In deze zaak heeft het gerechtshof Arnhem-Leeuwarden op 18 oktober 2023 uitspraak gedaan in hoger beroep tegen een eerdere veroordeling van de verdachte voor het opzettelijk gebruik maken van een vervalst geschrift. De verdachte had een kredietovereenkomst ondertekend waarin zijn geboortedatum onjuist was vermeld en waarin hij de handtekening van zijn vrouw had vervalst. De politierechter had de verdachte eerder vrijgesproken van enkele tenlastegelegde feiten, maar veroordeeld voor het gebruik maken van een vervalst geschrift.
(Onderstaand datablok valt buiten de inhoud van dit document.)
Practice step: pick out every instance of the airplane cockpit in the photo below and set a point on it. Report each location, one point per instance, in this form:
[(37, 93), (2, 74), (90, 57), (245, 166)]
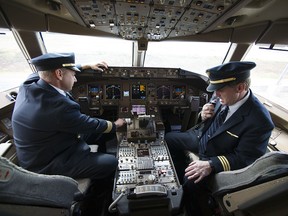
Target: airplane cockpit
[(153, 96)]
Het gerechtshof vernietigde deze veroordeling in 2019, maar de Hoge Raad heeft de zaak teruggewezen voor herbehandeling. Tijdens de zitting op 4 oktober 2023 heeft het hof de zaak opnieuw onderzocht, waarbij de advocaat-generaal een taakstraf van 80 uren heeft gevorderd. Het hof heeft vastgesteld dat de verdachte opzettelijk gebruik heeft gemaakt van een vals document, wat blijkt uit de aangifte en het proces-verbaal van bevindingen. De verdachte heeft verklaard dat hij zonder toestemming van zijn vrouw haar handtekening heeft vervalst. Het hof heeft de verdachte uiteindelijk veroordeeld tot een taakstraf van 80 uren, subsidiair 40 dagen hechtenis, en heeft rekening gehouden met de overschrijding van de redelijke termijn in de procedure.

Uitspraak

Afdeling strafrecht
Parketnummer: 21-002323-20
Uitspraak d.d.: 18 oktober 2023
TEGENSPRAAK
Verkort arrestvan de meervoudige kamer voor strafzaken van het gerechtshof Arnhem-Leeuwarden, zittingsplaats Leeuwarden
gewezen - na terugwijzing door de Hoge Raad der Nederlanden bij arrest van 30 juni 2020 - op het hoger beroep, ingesteld tegen het vonnis van de politierechter in de rechtbank Noord-Nederland van 1 december 2017 met parketnummer 18-025483-17 in de strafzaak tegen

[verdachte] ,

geboren te [geboorteplaats] op [geboortedag 1] 1958,
wonende te [woonplaats]

Het hoger beroep

De verdachte heeft tegen het hiervoor genoemde vonnis hoger beroep ingesteld.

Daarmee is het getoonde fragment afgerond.